XML node sets are used in conjunction with XSL in two locations:
forum.asp
topic.asp
The actual functional logic that generates the node sets is stored in:
/forums/lib/topiclib.asp
Each XML node set is generated from the records returned by either one of two stored procedures, depending on where XSL sheets are to be utilized.

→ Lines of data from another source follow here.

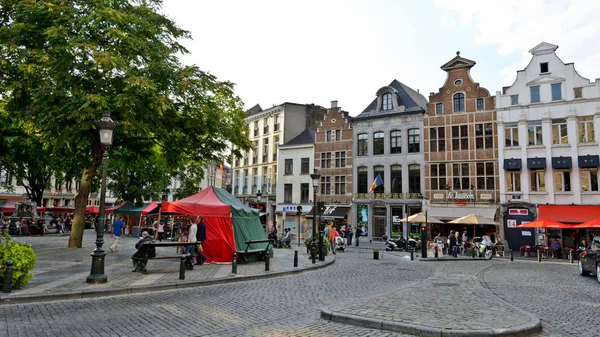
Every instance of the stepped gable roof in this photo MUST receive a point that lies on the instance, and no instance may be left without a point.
(412, 101)
(306, 137)
(254, 110)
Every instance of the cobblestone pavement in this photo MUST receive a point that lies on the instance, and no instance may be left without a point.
(290, 305)
(59, 269)
(285, 306)
(453, 298)
(566, 303)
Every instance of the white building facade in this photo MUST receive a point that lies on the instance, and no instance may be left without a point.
(548, 124)
(295, 188)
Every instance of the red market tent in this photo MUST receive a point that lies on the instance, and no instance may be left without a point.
(229, 223)
(544, 223)
(8, 206)
(92, 210)
(111, 210)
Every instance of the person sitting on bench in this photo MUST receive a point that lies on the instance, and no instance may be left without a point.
(144, 250)
(287, 239)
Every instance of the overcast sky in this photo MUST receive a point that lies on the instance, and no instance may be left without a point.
(312, 51)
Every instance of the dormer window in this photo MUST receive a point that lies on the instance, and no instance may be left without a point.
(386, 102)
(459, 102)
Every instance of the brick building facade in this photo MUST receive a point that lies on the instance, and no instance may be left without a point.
(461, 150)
(333, 159)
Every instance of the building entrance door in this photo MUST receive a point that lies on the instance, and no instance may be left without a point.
(379, 223)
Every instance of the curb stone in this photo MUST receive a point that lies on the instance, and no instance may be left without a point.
(418, 330)
(526, 329)
(125, 291)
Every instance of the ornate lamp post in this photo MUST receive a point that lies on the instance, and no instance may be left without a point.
(424, 208)
(316, 177)
(106, 127)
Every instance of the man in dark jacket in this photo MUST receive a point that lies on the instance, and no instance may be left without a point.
(144, 251)
(200, 238)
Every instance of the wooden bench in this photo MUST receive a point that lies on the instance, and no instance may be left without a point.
(242, 255)
(183, 258)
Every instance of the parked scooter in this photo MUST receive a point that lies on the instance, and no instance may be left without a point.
(395, 244)
(484, 247)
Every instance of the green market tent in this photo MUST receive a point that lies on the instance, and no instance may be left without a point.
(229, 222)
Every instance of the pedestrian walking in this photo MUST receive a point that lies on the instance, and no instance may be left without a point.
(200, 238)
(191, 239)
(118, 229)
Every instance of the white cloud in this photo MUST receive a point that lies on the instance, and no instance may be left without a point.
(516, 26)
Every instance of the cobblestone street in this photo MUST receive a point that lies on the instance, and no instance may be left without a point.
(291, 305)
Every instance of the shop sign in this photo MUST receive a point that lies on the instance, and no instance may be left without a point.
(518, 211)
(462, 196)
(387, 196)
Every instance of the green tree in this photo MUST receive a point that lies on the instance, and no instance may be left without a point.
(63, 62)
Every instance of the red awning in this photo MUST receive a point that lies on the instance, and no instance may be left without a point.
(569, 213)
(205, 202)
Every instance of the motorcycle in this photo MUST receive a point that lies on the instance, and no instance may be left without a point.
(396, 244)
(484, 248)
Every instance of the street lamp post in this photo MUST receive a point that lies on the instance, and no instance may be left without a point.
(424, 208)
(106, 127)
(316, 177)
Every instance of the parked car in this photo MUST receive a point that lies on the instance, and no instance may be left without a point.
(589, 259)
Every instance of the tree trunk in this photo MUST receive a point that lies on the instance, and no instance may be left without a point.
(87, 177)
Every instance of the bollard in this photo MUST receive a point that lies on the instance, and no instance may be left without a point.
(7, 287)
(570, 256)
(267, 267)
(181, 268)
(234, 264)
(296, 258)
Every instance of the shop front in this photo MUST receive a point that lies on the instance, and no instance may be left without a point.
(295, 218)
(378, 218)
(449, 212)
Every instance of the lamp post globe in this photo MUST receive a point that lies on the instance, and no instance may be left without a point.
(105, 126)
(316, 177)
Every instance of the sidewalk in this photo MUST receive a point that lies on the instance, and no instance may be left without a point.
(61, 272)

The two stored procedures are:
spForumSelection
@forum_id int, /* ID of forum */
@defdate varchar(30), /* Date you want to retrieve recent threads from */
@orderby int, /* Order: 1 for standard ordering, 0 for ordering by subject */
@Page int, /* Results may contains hundreds of records, each page contains
@Size int, Size records */
@ShowDeleted int /* Whether or not to include deleted topics in the results */
spTopicSelection
@ftopic_id int, /* ID of forum */
@RatingThreshold int, /* Minimum user rating to include posts from */
@Page int,
@Size int,
@ShowDeleted int,
@ShowTopic int, /* 1 if you want to include the original topic in the result set */
@SortOrder int,
@TseqEnd int,
@ViewMode int,
@JoinTable varchar(30)
After I have the node set it then only requires a function call to apply an XSL sheet to the node set. XSL is basically just instructions on how to format the data.
Because the stylesheet has to be loaded each time you want to use it, I actually cache it in an application variable. So when you go changing it you don't see the changes. Basically all you need to do is add "&clearcache=true" to any page that uses an XSL sheet and it will reload the appropriate sheet for you.